Depois de mais uns minutos a caminhar, os meus olhos iluminaram-se ao ver sinais de vida humana. Um sorriso enorme instalou-se nos meus lábios e, quase inconscientemente, abri os braços e corri na direção daquela praceta, onde várias lojas me mostravam as maravilhas da Revolução Industrial. Apesar de já ser um pouco tarde, havia uma loja de conveniência mesmo à minha frente, como se por obra do Espirito Santo aquele local estivesse destinado a ser encontrado pela minha pessoa. Quase derrubei um casal de namorados que passeava por ali, contudo, assustada com a possibilidade de a minha sorte se extinguir, avancei o mais rápido que pude até ao estabelecimento. Dei saltinhos na calçada de pedra e respirei fundo, lançando um enorme sorriso a Leo.

"Boa noite.", cumprimentei, adentrando na pequena loja. O empregado sorriu com desinteresse, continuando apoiado no balcão, a ler a sua revista de desporto. Apesar de ter sido praticamente ignorada por ele, continuei aos pulinhos, animada com a minha capacidade de orientação excelente, que nos havia levado até àquele túmulo de vida.

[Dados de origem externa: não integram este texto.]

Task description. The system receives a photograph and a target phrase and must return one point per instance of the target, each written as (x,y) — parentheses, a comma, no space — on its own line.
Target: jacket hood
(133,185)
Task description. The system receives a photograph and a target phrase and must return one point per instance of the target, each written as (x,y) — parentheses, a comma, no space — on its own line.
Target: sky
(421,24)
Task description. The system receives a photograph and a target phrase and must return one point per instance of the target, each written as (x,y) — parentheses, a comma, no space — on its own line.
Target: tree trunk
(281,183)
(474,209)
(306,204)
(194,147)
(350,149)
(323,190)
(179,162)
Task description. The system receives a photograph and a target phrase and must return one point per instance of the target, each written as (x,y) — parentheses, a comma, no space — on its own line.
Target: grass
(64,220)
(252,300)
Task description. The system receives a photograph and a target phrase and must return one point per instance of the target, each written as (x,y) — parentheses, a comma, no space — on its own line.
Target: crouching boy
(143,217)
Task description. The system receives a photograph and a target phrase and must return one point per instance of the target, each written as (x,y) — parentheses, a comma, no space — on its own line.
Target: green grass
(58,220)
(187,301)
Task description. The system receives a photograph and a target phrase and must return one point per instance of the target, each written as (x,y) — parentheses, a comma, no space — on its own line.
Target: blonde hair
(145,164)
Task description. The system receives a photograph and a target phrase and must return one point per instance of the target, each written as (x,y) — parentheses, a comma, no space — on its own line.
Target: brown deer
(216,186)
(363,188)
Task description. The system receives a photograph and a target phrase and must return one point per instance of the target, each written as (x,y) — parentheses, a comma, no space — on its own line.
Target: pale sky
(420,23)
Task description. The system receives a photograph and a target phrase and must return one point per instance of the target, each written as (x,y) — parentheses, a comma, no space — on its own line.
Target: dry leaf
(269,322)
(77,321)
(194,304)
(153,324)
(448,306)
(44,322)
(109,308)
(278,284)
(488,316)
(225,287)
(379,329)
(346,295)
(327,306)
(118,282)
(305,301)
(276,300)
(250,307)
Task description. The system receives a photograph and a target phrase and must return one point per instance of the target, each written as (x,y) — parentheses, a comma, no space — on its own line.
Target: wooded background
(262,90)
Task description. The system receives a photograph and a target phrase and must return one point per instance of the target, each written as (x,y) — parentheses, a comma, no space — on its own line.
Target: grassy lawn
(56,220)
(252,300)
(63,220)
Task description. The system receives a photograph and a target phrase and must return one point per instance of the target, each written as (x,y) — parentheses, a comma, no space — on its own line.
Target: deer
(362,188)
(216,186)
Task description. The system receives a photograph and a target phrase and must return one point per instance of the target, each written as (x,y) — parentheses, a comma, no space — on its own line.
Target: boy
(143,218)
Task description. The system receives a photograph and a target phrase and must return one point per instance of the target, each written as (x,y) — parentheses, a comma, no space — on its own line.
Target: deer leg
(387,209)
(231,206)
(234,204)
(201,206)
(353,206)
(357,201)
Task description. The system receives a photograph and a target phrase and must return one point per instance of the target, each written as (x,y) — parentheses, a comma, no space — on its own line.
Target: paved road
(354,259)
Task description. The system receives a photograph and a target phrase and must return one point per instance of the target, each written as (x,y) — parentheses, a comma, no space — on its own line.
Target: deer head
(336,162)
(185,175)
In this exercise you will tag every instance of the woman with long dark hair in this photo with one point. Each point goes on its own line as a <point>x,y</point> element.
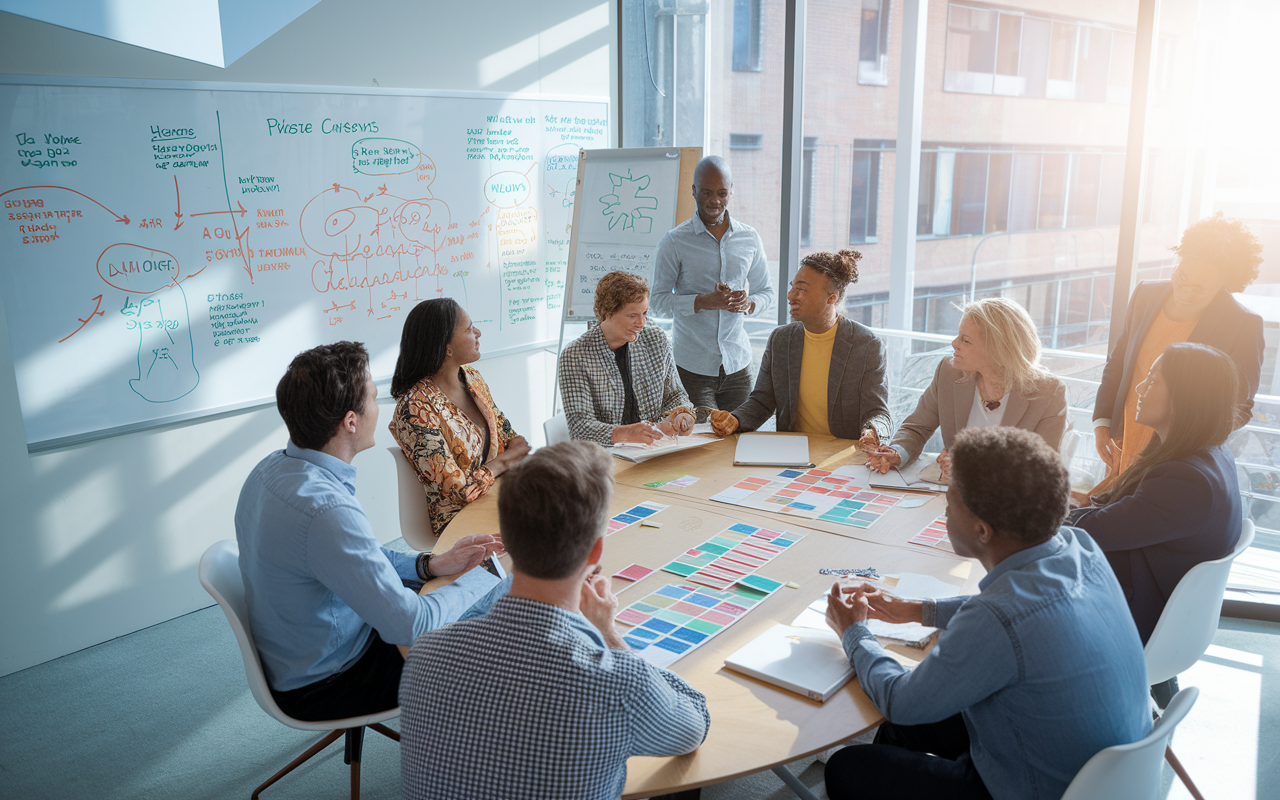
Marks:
<point>446,420</point>
<point>1179,503</point>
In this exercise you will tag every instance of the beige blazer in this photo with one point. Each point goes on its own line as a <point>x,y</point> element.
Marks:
<point>947,403</point>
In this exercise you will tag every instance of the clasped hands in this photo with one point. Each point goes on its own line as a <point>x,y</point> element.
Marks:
<point>679,423</point>
<point>850,603</point>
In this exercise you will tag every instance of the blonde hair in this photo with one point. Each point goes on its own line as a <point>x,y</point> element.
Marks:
<point>618,289</point>
<point>1011,342</point>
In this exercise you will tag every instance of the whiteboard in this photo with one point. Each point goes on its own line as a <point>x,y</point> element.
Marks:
<point>172,246</point>
<point>627,201</point>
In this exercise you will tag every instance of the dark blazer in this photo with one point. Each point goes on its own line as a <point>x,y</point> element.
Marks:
<point>1184,512</point>
<point>1225,324</point>
<point>856,396</point>
<point>949,401</point>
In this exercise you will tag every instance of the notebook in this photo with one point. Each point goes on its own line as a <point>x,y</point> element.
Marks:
<point>805,661</point>
<point>772,451</point>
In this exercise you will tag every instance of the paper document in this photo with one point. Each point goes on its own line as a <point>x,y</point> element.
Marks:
<point>909,585</point>
<point>667,444</point>
<point>772,451</point>
<point>908,476</point>
<point>807,661</point>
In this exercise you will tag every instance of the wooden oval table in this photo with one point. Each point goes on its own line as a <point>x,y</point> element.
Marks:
<point>754,725</point>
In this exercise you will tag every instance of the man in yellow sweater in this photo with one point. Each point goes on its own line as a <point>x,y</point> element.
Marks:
<point>822,374</point>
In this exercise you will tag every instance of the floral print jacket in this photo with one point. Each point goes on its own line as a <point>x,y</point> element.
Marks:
<point>446,447</point>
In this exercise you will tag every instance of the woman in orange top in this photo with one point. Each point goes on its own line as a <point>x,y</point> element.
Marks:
<point>1215,257</point>
<point>446,420</point>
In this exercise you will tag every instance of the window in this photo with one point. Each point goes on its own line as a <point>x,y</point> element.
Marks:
<point>864,197</point>
<point>873,44</point>
<point>992,51</point>
<point>810,146</point>
<point>748,35</point>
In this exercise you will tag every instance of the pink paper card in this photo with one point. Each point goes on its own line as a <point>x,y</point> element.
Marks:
<point>635,572</point>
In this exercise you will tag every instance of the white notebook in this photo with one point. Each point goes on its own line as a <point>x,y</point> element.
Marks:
<point>805,661</point>
<point>772,451</point>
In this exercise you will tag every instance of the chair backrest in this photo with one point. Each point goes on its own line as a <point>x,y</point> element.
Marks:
<point>414,511</point>
<point>1191,616</point>
<point>1132,772</point>
<point>556,429</point>
<point>220,576</point>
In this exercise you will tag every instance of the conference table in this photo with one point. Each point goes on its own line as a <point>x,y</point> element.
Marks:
<point>754,726</point>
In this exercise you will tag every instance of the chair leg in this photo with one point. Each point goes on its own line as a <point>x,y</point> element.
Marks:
<point>1182,773</point>
<point>385,731</point>
<point>316,748</point>
<point>355,746</point>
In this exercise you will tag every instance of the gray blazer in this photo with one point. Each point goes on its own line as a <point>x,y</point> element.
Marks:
<point>856,397</point>
<point>949,400</point>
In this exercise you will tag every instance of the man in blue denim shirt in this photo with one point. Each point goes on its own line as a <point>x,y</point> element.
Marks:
<point>327,603</point>
<point>1031,677</point>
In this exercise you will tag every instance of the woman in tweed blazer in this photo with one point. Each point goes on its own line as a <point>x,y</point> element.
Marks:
<point>618,380</point>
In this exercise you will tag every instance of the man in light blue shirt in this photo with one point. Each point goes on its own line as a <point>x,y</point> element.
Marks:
<point>1031,677</point>
<point>711,273</point>
<point>327,603</point>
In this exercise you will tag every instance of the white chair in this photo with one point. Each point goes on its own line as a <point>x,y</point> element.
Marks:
<point>556,429</point>
<point>220,576</point>
<point>1132,772</point>
<point>415,513</point>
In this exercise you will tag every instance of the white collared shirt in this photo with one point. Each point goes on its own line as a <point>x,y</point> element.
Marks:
<point>690,263</point>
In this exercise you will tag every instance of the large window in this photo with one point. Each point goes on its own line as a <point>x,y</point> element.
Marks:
<point>1009,51</point>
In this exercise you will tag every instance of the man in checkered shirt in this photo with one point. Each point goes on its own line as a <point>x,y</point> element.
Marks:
<point>540,698</point>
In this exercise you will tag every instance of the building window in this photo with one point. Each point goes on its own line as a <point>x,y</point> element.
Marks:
<point>873,44</point>
<point>810,147</point>
<point>864,196</point>
<point>991,51</point>
<point>748,36</point>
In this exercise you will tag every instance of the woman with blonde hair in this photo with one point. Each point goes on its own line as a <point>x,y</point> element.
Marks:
<point>618,380</point>
<point>992,378</point>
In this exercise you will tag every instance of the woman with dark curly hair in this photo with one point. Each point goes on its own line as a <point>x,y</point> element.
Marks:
<point>1216,257</point>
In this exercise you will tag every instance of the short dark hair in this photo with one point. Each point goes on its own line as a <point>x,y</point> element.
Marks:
<point>424,342</point>
<point>553,506</point>
<point>840,268</point>
<point>319,388</point>
<point>1011,480</point>
<point>1226,243</point>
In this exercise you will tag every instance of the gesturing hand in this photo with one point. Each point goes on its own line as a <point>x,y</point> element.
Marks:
<point>467,553</point>
<point>722,423</point>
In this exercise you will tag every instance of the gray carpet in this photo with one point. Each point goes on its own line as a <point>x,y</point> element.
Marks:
<point>165,713</point>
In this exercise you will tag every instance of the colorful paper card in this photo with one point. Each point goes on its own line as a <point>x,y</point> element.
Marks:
<point>731,554</point>
<point>935,535</point>
<point>634,515</point>
<point>677,618</point>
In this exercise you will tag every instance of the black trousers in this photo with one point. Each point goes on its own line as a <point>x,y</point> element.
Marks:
<point>899,764</point>
<point>368,686</point>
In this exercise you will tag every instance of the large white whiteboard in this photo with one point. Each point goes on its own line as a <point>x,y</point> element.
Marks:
<point>627,200</point>
<point>170,247</point>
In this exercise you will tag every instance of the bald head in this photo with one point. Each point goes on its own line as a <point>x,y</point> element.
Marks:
<point>713,186</point>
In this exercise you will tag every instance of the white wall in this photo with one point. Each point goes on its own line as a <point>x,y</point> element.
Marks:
<point>103,539</point>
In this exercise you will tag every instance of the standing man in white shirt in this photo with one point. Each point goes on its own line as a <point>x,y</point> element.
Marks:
<point>711,274</point>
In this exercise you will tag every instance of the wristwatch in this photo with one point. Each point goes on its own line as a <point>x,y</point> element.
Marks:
<point>424,566</point>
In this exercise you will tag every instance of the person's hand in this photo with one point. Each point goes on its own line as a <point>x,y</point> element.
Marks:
<point>845,608</point>
<point>722,423</point>
<point>1106,447</point>
<point>598,604</point>
<point>466,554</point>
<point>515,452</point>
<point>681,421</point>
<point>885,606</point>
<point>638,433</point>
<point>883,460</point>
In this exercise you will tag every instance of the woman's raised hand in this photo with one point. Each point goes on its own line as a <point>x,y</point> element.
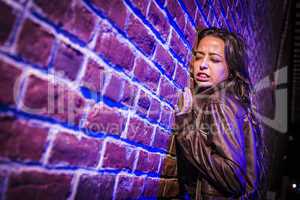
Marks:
<point>185,102</point>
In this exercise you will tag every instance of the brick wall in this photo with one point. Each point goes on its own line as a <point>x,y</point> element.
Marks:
<point>88,88</point>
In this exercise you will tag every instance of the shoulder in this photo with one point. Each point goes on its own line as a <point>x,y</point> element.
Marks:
<point>229,104</point>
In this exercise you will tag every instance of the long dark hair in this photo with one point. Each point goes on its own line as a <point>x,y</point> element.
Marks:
<point>237,61</point>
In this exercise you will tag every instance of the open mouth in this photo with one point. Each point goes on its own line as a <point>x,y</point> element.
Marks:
<point>202,76</point>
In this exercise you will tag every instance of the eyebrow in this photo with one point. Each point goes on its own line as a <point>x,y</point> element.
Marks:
<point>211,53</point>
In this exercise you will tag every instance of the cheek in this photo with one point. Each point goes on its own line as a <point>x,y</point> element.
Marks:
<point>219,73</point>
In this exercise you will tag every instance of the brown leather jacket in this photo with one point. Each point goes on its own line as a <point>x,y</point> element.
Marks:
<point>216,147</point>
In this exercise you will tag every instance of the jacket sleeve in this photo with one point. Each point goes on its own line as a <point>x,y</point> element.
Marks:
<point>216,148</point>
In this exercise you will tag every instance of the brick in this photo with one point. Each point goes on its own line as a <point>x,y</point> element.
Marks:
<point>142,5</point>
<point>159,20</point>
<point>148,162</point>
<point>177,45</point>
<point>20,140</point>
<point>168,91</point>
<point>2,182</point>
<point>154,110</point>
<point>7,21</point>
<point>67,61</point>
<point>94,76</point>
<point>171,188</point>
<point>68,150</point>
<point>71,16</point>
<point>114,89</point>
<point>139,132</point>
<point>181,76</point>
<point>95,187</point>
<point>129,95</point>
<point>191,7</point>
<point>114,9</point>
<point>168,167</point>
<point>140,36</point>
<point>80,22</point>
<point>190,33</point>
<point>104,119</point>
<point>129,187</point>
<point>146,74</point>
<point>38,185</point>
<point>118,156</point>
<point>9,78</point>
<point>177,13</point>
<point>200,24</point>
<point>143,103</point>
<point>52,100</point>
<point>165,116</point>
<point>164,59</point>
<point>55,10</point>
<point>153,188</point>
<point>172,146</point>
<point>109,46</point>
<point>35,44</point>
<point>161,139</point>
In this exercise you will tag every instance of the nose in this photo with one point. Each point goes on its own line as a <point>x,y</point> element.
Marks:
<point>204,64</point>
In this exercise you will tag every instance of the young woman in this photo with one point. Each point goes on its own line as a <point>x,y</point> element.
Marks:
<point>218,140</point>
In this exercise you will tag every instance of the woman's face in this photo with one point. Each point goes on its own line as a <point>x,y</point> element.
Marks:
<point>209,64</point>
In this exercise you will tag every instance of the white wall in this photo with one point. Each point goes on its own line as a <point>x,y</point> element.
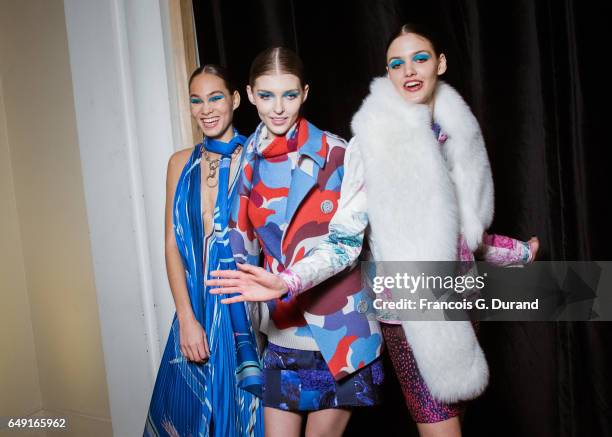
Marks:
<point>52,360</point>
<point>123,110</point>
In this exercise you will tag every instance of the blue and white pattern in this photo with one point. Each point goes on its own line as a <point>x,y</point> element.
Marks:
<point>217,398</point>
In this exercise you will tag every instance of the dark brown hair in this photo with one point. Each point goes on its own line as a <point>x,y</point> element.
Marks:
<point>277,60</point>
<point>422,30</point>
<point>216,70</point>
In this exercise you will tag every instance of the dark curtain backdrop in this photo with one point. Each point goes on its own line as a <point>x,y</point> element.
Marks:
<point>535,75</point>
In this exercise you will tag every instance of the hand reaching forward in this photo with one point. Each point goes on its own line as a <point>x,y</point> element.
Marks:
<point>253,284</point>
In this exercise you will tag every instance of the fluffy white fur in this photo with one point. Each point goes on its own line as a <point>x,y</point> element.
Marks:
<point>418,202</point>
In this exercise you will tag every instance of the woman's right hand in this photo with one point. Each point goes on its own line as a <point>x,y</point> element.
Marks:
<point>194,344</point>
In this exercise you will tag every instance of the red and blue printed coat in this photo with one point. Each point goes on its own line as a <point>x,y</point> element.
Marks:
<point>282,211</point>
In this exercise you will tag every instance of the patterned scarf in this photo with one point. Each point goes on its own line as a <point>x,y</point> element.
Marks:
<point>248,370</point>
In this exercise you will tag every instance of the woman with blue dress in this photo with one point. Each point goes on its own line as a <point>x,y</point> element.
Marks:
<point>209,378</point>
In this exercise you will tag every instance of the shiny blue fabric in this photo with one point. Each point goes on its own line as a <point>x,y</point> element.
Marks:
<point>218,398</point>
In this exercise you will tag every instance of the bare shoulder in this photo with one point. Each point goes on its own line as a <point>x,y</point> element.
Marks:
<point>178,160</point>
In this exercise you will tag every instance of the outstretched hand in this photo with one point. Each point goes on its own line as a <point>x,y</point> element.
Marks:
<point>253,284</point>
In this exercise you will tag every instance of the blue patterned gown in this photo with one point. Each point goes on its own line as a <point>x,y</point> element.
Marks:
<point>215,398</point>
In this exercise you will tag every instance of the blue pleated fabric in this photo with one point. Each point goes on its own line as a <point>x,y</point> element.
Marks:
<point>218,398</point>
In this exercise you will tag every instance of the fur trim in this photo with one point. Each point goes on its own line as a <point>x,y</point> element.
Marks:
<point>468,163</point>
<point>418,203</point>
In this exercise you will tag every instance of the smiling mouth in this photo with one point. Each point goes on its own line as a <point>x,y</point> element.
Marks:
<point>278,121</point>
<point>211,122</point>
<point>413,85</point>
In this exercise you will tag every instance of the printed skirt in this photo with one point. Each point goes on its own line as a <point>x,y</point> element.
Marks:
<point>299,380</point>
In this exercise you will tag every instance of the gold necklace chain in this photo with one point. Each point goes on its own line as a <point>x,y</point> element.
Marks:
<point>213,165</point>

"Belas pantufas.", o rapaz tossiu forçosamente, continuando com os olhos presos à revista. Apeteceu-me mandá-lo para um sítio onde as vacas comem merda mas depois percebi que seria falta de educação e, como eu sou uma boa menina, decidi manter-me em silêncio, percorrendo os corredores daquela loja.

"Mas qual é o problema desta gente?", murmurei para comigo própria, lançando para dentro do cesto alguns pacotes de bolachas. Retirei do refrigerador algumas garrafas de água e peguei nalgumas barras energéticas. No entanto, o meu telemóvel vibrou nesse exato momento, e, aborrecida com a falta de oportunidade da pessoa que ousava importunar-me, olhei à minha volta. O empregadito (também conhecido como o Deus Grego mais grego da zona e arredores) olhou-me com cara de poucos amigos e, por momentos, achei que ele pudesse pensar que eu era uma ladra-assassina-fugitiva. Coisa que não era assim tão falsa. Sorri-lhe ironicamente, pousando o cesto no chão. Quando tirei o telemóvel do bolso, os meus olhos arregalaram-se.